El sesgo platónico de su obra resulta más evidente en las páginas dedicadas a recuperar la idea del bien, identificada con lo divino, y la relevancia del amor. El Dios de que habla Murdoch no es, claro, el de la religión. No se trata de un ser personal, ni siquiera de un ser, sino, más bien, del sentido de la totalidad, esa inalcanzable inteligibilidad que encontraba el prisionero del mito de la caverna después de escapar de ella. Del mismo modo que la visibilidad que permite al ojo ver los objetos visibles no es un objeto visible, la inteligibilidad que permite a la mente entender lo inteligible no es tampoco un objeto inteligible. Platón rechaza la posibilidad de que sea posible para el hombre conocer aquello que constituiría el supremo saber. Sin embargo, contar con ello, el bien o Dios, es crucial para sustituir la voluntad pura de un ego desmesurado por un yo capaz de ir más allá de sí, de amar, en suma. Hablamos, claro, de amor platónico, ese deseo que, en respuesta a un bien que lo sobrepasa, catapulta nuestra atención fuera de nosotros mismos. Las palabras de Diotima de Mantinea en El Banquete de Platón resuenan como un eco subrepticio a lo largo de las páginas en que Murdoch reflexiona sobre estos temas.

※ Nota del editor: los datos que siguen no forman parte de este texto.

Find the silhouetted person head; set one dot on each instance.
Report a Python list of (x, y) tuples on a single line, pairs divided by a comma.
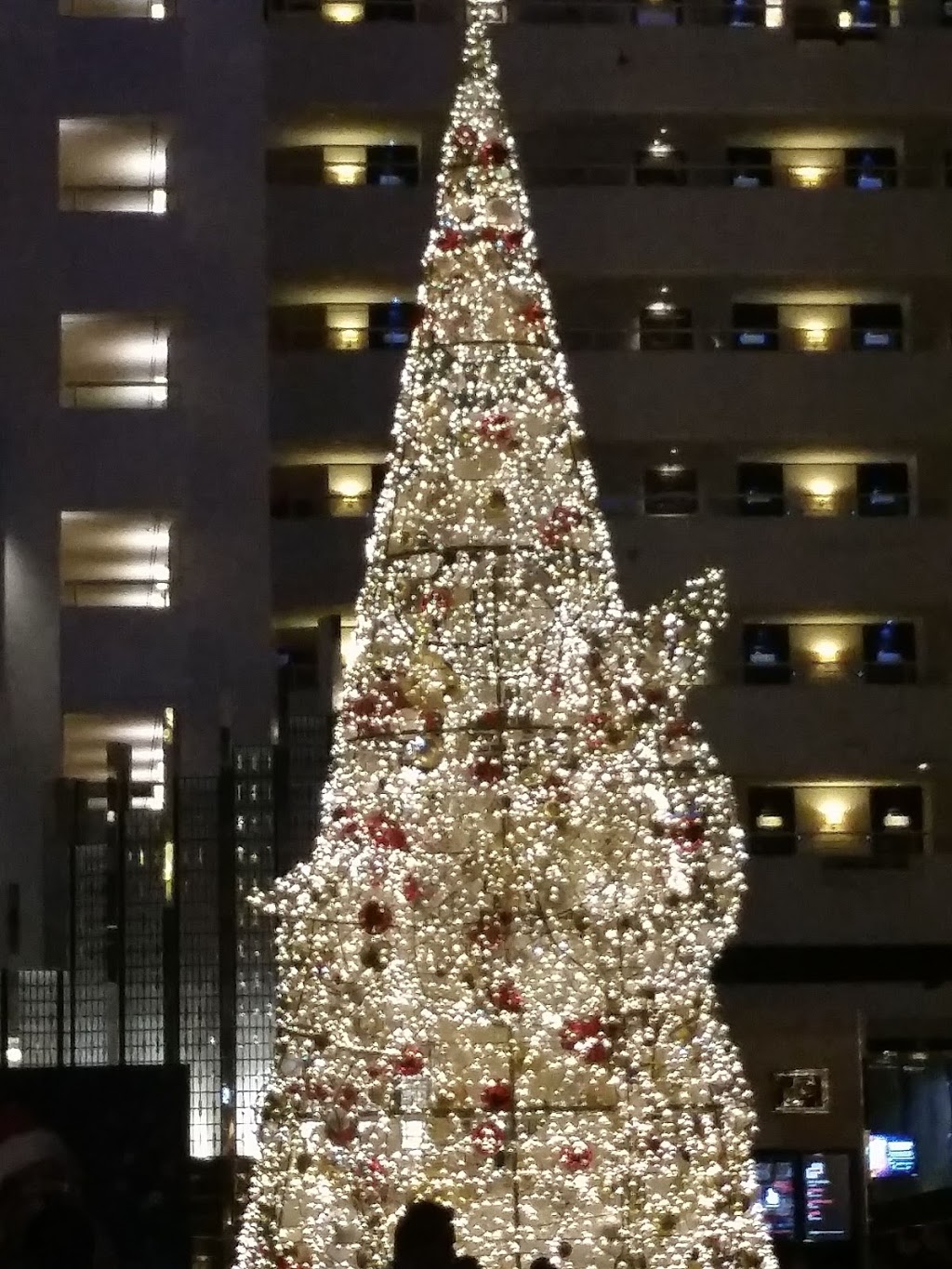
[(424, 1236)]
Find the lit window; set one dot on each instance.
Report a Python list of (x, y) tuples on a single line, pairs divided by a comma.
[(113, 361), (112, 165), (350, 486), (343, 10), (110, 560)]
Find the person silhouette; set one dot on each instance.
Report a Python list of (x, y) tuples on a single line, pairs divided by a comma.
[(424, 1237)]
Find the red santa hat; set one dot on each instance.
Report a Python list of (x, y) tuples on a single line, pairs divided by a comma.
[(23, 1143)]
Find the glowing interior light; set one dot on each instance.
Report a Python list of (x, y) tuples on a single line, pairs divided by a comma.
[(816, 337), (822, 487), (826, 651), (834, 813), (808, 176), (341, 11)]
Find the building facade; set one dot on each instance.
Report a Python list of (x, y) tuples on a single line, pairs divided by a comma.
[(212, 218)]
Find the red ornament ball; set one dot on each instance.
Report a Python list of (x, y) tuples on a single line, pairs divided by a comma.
[(376, 918), (487, 1139), (385, 833), (496, 1095), (576, 1157), (507, 998), (576, 1031), (493, 153), (410, 1061), (450, 240), (465, 138)]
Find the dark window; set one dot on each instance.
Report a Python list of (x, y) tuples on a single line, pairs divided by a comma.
[(744, 13), (889, 653), (876, 326), (664, 327), (760, 489), (868, 14), (756, 327), (660, 13), (391, 324), (772, 821), (871, 169), (296, 327), (389, 10), (749, 166), (670, 490), (767, 654), (295, 165), (882, 489), (896, 820), (392, 165), (660, 165)]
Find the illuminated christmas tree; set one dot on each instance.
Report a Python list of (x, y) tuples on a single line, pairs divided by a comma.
[(496, 966)]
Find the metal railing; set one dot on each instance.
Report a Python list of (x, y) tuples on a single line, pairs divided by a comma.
[(156, 10), (781, 339), (113, 395), (107, 593), (131, 199), (805, 671), (866, 18), (305, 330), (889, 848), (306, 166)]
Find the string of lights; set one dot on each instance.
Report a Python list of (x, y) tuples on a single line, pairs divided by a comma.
[(496, 967)]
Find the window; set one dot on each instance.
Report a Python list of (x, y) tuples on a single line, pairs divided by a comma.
[(392, 165), (391, 324), (298, 660), (871, 169), (772, 821), (749, 166), (756, 327), (112, 165), (882, 489), (660, 164), (876, 327), (803, 1091), (767, 654), (156, 10), (113, 361), (298, 327), (889, 653), (866, 16), (744, 13), (110, 560), (670, 489), (664, 327), (760, 489), (896, 821)]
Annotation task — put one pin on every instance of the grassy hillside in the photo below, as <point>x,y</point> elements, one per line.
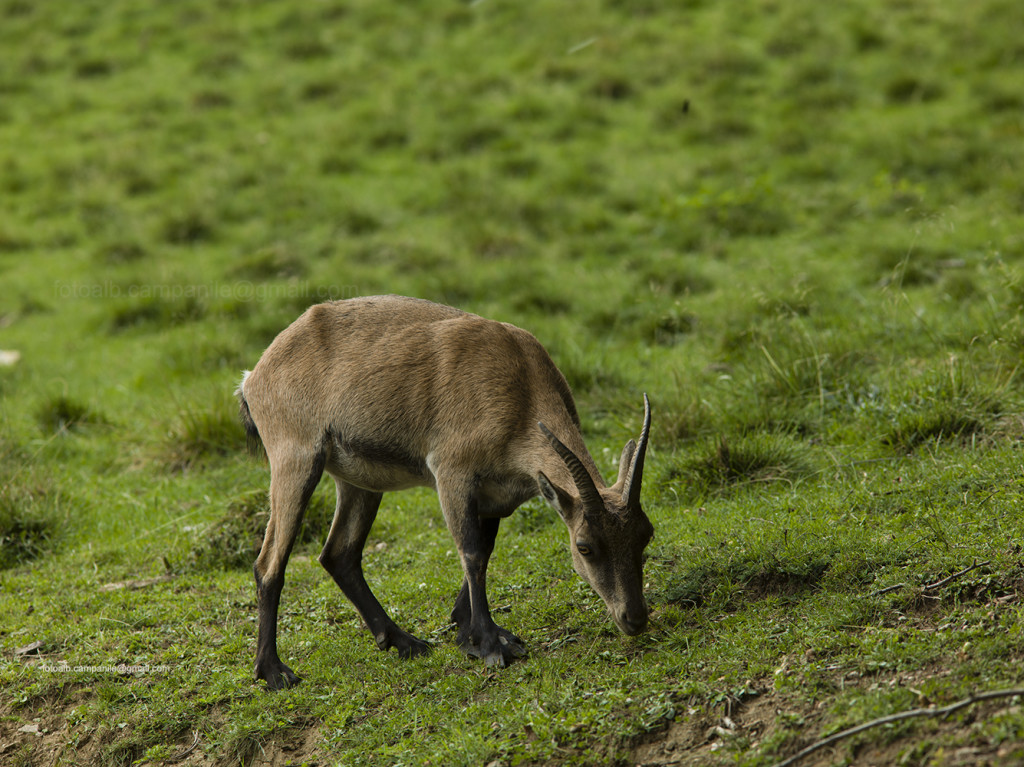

Añadamos, para concluir, que el amor, la bondad, el deseo de perfección, todo eso que Murdoch invoca para explicar la acción humana, es gratuito. Vivimos en un mundo donde «todo es vanidad». El sentido de la vida no estriba en el logro de una supuesta recompensa recibida por nuestros actos en un momento posterior a su realización, sino en la experiencia misma de la vida cuando somos capaces de obrar como artistas atentos capaces de ver la plenitud de lo que hay. Ya se dijo al principio: el propósito de la acción es una visión más completa de la realidad. Por supuesto, la acción correcta es importante en sí misma, aunque no hay que olvidar que «la única manera genuina de ser bueno es serlo para nada». Como sugiere repetidamente en sus novelas, la persona buena es aquella que renuncia al poder para hacer el bien porque sabe que ese poder acaba siempre haciendo el mal. La única forma de actuar que cabe es el rechazo de lo malo. Uno debe oponerse con todas sus fuerzas a lo que empobrece la realidad y la hace más injusta, pero también evitar empeñarse en reformarla de acuerdo con un plan previo porque esto conduce a lo peor. No se puede ser más socrático, ni reivindicar de manera más decidida la sabiduría práctica de los antiguos.